So holds yesterday’s New Hampshire Supreme Court decision in Mortgage Specialists, Inc. v. Implode-Explode Heavy Industries:
Although our cases discussing the newsgathering privilege have involved traditional news media, such as newspapers, we reject Mortgage Specialists’ contention that the newsgathering privilege is inapplicable here because Implode is neither an established media entity nor engaged in investigative reporting. The trial court implicitly found that Implode is a “legitimate publisher of information” and a member of the press. The court further noted that it “has every reason to believe that [Implode] is a reputable entity desirous of only publishing legitimate information about the mortgage industry to various interested parties.” Moreover, we observe that:
Freedom of the press is a fundamental personal right which is not confined to newspapers and periodicals…. The press in its historic connotation comprehends every sort of publication which affords a vehicle of information and opinion. The informative function asserted by representatives of the organized press … is also performed by lecturers, political pollsters, novelists, academic researchers, and dramatists. Almost any author may quite accurately assert that he is contributing to the flow of information to the public, that he relies on confidential sources of information, and that these sources will be silenced if he is forced to make disclosures.

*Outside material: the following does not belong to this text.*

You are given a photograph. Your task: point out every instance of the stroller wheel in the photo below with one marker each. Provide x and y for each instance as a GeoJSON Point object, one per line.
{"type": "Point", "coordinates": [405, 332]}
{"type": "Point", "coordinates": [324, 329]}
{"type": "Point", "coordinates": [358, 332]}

Branzburg v. Hayes, 408 U.S. 665, 704 (1972) (quotations and citations omitted). [Note that Branzburg used this point as an argument against recognizing a broad journalist’s privilege under the First Amendment, but the New Hampshire Supreme Court has since recognized such a privilege under the New Hampshire Constitution. -EV] The fact that Implode operates a website makes it no less a member of the press. In light of the trial court’s implicit findings, we conclude that Implode’s website serves an informative function and contributes to the flow of information to the public. Thus, Implode is a reporter for purposes of the newsgathering privilege.
The court also accepts the Dendrite test for evaluating when Internet service providers may be ordered to turn over the identities of anonymous Internet speakers, whom a plaintiff is trying to sue; and expresses broad hostility even to permanent injunctions of speech (broader than what I’ve seen from the U.S. Supreme Court and from some recent state and federal court decisions).